103B-token Usenet corpus (1980–2013) offers zero-AI-contaminated training data

30K views on r/ML – raw human writing from 33 years pre-LLM

Deep Dive

Usenet archives from 1980 to 2013 have been consolidated into a massive 103.1B-token corpus by r/ML user OwnerByDane. The dataset includes 408 million posts across 18,347 newsgroups, with 96.6% English content. Crucially, every post predates large language models, meaning the text is completely free of GPT mannerisms, refusal patterns, or RLHF artifacts. The writing is raw, argumentative, and stylistically diverse — a snapshot of genuine human discourse from the pre-SEO, pre-algorithm internet era. The corpus is deduplicated, binaries removed, and converted from MBOX to gzip JSONL format.

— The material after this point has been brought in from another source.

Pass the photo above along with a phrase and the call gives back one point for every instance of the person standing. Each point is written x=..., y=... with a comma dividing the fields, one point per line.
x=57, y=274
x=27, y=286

For ML practitioners, the corpus offers specialized hierarchies ideal for domain fine-tuning: comp.* (10.3B tokens of computing discussions from early internet builders), sci.* (3.3B tokens of scientific debates), rec.* (16.5B tokens of hobbies and games), and humanities.*. A proof-of-concept fine-tune of Gemma 4 on the sample data already exists on Hugging Face (wyan/usenet-gemma-4-E2B-lora). Free samples (5K posts per hierarchy and combined sets) are downloadable without approval. The full corpus is available for licensing, making it a valuable resource for building models that avoid modern web scraping contamination.

Key Points
  • 103.1B tokens from 1980–2013, zero AI contamination — all pre-LLM text
  • 408M posts across 18,347 newsgroups, deduplicated and cleaned
  • Free sample sets (5K posts per hierarchy) available; community fine-tune of Gemma 4 exists

Why It Matters

Enables fine-tuning local models on authentic human discourse without AI artifacts or RLHF biases.